New legislation in the U.S. House of Representatives would create a gender-neutral option for U.S. passports. The bill, H.R. 5962, would “require the inclusion of a gender neutral designation in a passport, passport card, or Consular Report of Birth Abroad.”
If the legislation passes, “the Secretary of State shall, not later than one year after the date of the enactment of this section… permit an applicant for a passport, passport card, or Consular Report of Birth Abroad … to use an “unspecified” (X) gender designation.”
The option would be available to any applicant, regardless of the sex listed on their birth certificate, their gender presentation, or other qualifying conditions. No one could be forced to mark “unspecified” as their gender, even if the applicant “has one or more identity documents bearing a sex or gender designation other than male (M) or female (F).”
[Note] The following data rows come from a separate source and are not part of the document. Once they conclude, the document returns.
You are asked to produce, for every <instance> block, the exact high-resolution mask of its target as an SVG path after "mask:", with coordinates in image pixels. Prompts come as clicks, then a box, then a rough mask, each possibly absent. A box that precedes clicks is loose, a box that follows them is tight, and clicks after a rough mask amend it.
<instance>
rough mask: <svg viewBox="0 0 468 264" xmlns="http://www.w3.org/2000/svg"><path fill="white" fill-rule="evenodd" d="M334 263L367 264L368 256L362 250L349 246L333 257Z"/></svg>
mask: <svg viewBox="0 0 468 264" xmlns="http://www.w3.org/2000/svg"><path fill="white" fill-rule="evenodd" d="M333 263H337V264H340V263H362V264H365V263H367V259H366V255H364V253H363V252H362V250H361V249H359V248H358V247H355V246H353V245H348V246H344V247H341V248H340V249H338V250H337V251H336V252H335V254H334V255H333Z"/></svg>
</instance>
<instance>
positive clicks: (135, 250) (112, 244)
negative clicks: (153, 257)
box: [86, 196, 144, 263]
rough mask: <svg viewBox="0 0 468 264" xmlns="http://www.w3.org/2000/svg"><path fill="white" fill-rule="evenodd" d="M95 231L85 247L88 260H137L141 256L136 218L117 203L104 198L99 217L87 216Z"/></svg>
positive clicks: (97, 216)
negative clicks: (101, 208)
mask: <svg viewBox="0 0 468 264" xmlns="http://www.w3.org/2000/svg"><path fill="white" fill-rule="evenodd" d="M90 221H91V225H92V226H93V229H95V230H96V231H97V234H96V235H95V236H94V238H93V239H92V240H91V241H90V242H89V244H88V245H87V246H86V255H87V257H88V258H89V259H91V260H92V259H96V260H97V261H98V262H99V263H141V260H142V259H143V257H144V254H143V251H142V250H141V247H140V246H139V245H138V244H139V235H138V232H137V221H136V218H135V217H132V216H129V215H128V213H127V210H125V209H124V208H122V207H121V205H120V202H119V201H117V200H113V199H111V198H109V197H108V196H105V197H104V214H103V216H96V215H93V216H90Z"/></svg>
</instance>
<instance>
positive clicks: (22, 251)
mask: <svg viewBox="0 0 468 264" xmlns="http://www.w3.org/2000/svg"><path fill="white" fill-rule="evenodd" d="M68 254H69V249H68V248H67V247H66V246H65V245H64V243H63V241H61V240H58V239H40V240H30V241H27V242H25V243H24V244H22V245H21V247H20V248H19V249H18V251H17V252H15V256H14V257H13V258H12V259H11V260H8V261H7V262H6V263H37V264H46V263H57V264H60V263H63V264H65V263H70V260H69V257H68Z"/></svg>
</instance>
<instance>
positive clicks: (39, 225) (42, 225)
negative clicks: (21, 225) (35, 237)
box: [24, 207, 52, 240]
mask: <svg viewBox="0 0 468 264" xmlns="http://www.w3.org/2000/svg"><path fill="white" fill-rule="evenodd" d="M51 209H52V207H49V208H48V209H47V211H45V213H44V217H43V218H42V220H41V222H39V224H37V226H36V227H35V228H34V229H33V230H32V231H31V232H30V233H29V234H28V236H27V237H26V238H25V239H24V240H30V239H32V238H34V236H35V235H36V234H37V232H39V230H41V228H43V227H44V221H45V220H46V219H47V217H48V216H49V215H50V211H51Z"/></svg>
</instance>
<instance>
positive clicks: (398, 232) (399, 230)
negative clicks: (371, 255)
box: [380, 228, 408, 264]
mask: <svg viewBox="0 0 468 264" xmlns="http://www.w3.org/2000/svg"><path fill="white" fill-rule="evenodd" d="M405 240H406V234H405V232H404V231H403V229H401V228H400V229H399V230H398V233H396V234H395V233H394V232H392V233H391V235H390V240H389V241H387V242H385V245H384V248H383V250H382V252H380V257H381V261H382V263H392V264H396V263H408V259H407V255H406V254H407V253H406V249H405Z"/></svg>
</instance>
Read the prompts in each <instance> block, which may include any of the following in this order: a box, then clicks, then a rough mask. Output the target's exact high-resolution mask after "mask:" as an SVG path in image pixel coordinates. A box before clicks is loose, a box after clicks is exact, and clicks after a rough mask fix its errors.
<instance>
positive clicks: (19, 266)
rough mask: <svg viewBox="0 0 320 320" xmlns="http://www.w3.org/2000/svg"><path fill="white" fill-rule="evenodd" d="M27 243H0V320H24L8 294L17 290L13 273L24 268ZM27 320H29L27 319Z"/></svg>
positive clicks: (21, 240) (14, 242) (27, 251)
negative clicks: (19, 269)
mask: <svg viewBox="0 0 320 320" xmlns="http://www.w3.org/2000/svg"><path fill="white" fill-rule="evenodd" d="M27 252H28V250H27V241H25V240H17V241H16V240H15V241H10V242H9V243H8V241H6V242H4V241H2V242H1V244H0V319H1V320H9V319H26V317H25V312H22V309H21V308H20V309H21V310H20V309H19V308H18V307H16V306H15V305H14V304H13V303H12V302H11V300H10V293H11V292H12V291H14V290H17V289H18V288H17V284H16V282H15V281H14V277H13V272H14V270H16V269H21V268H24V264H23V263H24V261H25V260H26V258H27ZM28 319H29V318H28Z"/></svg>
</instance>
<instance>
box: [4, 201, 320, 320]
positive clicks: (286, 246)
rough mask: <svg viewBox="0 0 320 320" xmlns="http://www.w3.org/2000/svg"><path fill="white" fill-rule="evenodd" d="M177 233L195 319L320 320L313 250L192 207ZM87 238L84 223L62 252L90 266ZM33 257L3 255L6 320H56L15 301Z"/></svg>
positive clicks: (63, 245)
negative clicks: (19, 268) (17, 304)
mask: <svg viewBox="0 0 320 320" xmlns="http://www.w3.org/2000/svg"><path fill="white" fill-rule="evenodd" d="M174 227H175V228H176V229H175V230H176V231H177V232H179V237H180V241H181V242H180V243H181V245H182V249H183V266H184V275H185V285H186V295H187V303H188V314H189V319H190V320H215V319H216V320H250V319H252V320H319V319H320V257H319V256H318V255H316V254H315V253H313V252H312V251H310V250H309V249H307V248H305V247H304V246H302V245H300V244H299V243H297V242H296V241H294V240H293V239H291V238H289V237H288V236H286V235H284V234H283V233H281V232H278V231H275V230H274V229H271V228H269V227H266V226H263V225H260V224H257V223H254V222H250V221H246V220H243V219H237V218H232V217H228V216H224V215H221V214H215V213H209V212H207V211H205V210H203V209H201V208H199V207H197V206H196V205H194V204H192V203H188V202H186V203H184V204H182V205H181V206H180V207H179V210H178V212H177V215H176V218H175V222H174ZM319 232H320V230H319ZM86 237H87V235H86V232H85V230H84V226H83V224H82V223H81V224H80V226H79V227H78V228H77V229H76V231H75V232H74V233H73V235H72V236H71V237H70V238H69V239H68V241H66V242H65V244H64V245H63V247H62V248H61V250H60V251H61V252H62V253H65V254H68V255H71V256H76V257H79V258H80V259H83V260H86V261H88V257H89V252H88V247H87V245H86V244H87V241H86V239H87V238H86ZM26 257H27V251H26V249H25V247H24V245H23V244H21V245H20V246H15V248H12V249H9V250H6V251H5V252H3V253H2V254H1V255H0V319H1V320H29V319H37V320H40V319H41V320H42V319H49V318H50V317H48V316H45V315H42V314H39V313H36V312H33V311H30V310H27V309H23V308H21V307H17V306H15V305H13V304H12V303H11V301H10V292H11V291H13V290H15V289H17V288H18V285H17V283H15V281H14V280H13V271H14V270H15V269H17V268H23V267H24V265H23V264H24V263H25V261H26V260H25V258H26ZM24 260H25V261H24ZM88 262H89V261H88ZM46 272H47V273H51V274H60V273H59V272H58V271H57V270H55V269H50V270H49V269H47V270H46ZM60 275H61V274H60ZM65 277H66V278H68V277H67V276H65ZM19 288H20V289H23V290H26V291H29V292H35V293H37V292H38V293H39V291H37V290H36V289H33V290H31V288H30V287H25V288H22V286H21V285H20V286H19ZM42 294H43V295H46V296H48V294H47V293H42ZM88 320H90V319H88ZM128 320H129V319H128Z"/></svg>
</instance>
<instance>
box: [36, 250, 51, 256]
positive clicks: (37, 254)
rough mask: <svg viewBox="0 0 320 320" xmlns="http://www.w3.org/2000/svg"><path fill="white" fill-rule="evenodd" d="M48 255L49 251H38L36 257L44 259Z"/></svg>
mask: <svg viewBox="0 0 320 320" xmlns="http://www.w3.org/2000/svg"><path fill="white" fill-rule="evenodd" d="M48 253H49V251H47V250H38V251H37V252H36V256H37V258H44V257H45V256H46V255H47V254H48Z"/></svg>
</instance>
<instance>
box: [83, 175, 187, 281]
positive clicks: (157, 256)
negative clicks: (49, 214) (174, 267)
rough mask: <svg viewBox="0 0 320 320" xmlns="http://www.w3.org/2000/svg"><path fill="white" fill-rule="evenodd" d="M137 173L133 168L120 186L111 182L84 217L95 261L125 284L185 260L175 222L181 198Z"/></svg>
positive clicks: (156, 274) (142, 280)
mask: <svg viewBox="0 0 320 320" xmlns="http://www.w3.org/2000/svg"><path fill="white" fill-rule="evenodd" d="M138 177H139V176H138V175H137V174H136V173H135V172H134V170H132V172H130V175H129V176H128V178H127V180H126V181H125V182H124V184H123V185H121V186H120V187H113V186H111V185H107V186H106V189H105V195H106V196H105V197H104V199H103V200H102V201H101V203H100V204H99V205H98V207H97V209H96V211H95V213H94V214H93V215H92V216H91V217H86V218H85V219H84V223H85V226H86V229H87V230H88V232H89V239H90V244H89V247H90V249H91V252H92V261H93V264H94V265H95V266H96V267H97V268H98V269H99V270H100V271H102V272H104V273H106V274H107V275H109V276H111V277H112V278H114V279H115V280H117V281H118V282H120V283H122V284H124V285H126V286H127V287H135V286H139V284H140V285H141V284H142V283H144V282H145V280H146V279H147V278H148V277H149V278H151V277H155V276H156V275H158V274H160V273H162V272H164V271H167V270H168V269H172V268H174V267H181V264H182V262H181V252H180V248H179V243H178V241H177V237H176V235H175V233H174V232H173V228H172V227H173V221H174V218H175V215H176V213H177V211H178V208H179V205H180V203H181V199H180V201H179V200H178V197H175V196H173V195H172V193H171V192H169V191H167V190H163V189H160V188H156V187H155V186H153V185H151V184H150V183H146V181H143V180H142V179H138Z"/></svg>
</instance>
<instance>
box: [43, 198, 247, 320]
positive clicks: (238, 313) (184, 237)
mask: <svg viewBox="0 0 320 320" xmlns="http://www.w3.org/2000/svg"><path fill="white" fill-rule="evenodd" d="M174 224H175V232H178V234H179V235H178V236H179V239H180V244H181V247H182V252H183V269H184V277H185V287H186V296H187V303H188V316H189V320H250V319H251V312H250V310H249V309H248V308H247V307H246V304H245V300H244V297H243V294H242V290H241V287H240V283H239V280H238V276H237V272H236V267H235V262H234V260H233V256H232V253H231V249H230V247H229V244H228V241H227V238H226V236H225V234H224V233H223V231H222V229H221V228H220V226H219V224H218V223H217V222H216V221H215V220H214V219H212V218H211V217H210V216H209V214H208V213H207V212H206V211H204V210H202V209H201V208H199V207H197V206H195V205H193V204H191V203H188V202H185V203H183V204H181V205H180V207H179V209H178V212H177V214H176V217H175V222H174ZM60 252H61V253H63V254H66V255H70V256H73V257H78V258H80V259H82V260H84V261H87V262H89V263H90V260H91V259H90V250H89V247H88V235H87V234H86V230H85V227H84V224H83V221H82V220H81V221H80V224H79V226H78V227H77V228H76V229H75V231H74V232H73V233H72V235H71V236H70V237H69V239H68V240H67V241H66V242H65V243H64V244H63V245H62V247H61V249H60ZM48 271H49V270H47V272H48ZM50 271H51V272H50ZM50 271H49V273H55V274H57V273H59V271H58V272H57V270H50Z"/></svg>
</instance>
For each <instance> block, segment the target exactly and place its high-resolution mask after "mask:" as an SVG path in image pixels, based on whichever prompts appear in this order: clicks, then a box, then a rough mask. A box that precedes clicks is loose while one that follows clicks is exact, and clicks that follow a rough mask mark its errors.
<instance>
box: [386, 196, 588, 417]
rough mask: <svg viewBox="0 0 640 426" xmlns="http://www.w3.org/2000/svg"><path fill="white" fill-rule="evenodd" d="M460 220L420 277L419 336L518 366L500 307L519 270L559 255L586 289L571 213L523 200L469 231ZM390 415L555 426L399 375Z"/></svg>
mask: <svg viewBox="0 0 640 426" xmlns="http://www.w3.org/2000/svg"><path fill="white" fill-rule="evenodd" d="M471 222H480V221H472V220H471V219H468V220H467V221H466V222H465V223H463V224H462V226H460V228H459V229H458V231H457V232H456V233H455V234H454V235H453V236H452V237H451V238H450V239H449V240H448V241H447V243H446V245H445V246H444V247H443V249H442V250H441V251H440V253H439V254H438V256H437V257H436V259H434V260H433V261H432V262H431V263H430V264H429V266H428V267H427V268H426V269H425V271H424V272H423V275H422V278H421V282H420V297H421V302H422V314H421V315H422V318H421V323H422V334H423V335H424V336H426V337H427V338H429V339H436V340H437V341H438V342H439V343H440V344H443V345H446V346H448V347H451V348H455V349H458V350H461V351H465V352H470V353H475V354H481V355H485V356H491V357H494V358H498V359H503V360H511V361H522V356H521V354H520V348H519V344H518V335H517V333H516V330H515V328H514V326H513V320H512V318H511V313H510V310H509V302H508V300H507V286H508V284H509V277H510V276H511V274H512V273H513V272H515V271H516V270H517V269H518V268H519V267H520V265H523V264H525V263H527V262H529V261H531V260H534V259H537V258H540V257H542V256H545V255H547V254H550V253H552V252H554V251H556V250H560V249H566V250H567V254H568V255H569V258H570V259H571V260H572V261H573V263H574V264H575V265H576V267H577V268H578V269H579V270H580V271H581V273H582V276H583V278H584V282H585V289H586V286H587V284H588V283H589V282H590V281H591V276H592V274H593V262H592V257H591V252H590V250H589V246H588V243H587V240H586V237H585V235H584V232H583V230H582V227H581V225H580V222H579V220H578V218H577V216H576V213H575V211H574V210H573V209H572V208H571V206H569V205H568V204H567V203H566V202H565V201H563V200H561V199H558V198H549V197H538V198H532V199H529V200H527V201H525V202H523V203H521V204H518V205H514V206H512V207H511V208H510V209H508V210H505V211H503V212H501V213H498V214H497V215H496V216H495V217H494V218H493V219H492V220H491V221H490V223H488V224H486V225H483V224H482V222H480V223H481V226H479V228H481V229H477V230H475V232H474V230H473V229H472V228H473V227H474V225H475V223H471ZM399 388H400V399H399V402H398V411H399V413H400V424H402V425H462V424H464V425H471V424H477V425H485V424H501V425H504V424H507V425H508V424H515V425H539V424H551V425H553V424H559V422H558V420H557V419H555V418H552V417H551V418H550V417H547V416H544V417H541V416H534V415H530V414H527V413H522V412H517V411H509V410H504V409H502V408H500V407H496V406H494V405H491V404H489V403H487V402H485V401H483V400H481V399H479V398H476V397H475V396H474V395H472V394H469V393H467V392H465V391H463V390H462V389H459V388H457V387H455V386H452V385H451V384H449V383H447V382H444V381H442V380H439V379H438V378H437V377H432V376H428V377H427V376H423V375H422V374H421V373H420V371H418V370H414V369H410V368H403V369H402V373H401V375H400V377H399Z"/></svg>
The bill was introduced by Rep. Ro Khanna (D–Calif.). “Respecting every American’s gender must extend to travel abroad,” he said in a statement. “The freedom to move and express yourself no matter what should be guaranteed in this country.”
A growing number of U.S. states have been allowing or at least considering the option of allowing a gender-neutral driver’s license designation. And the U.S. wouldn’t be the first nation to do the same for international travel documents.
“By requiring the State Department to offer passport applicants a third gender marker option, the U.S. will join 10 other countries that already issue passports with this option,” said Rep. Pramila Jayapal (D–Wash.).
Australia, Canada, Denmark, Germany, Malta, New Zealand, the Netherlands, and Pakistan all offer the option to list “X” for gender, in addition to male and female options; in Nepal, people can choose “O,” for other. India also recognizes a third gender on passports.
“As the proud mother of a non-binary child, I have seen from a deeply personal perspective the freedom that comes from being fully and authentically yourself,” Jayapal said in a statement. “Unfortunately, too many of our institutions do not recognize those who do not fit within the gender binary, leaving them feeling erased and unsafe.”
It’s not just transgender people or those identifying as non-binary who can benefit from changes like these, though. Plenty of people whose gender identify matches their biological sex still fail to conform to expectations about gender presentation (i.e., they look more masculine or feminine than some people think they should), and they wind up penalized by policies that put public officials in charge of policing such things.
There’s a purely libertarian plus to this, too: it gives government officials and other ID-checkers no more personal data than is necessary. On documents like passports and driver’s licenses—where pictures, identifying physical details, and barcodes, etc.—are enough to establish identity, there’s simply no reason why one’s sex or gender must be also be listed.
Heath Fogg Davis, an associate professor of political science at Temple University, elaborated on this theme in his 2017 book Beyond Trans: Does Gender Matter? The book makes a convincing case that all of us “would be better off in a society with dramatically fewer sex-classification policies.”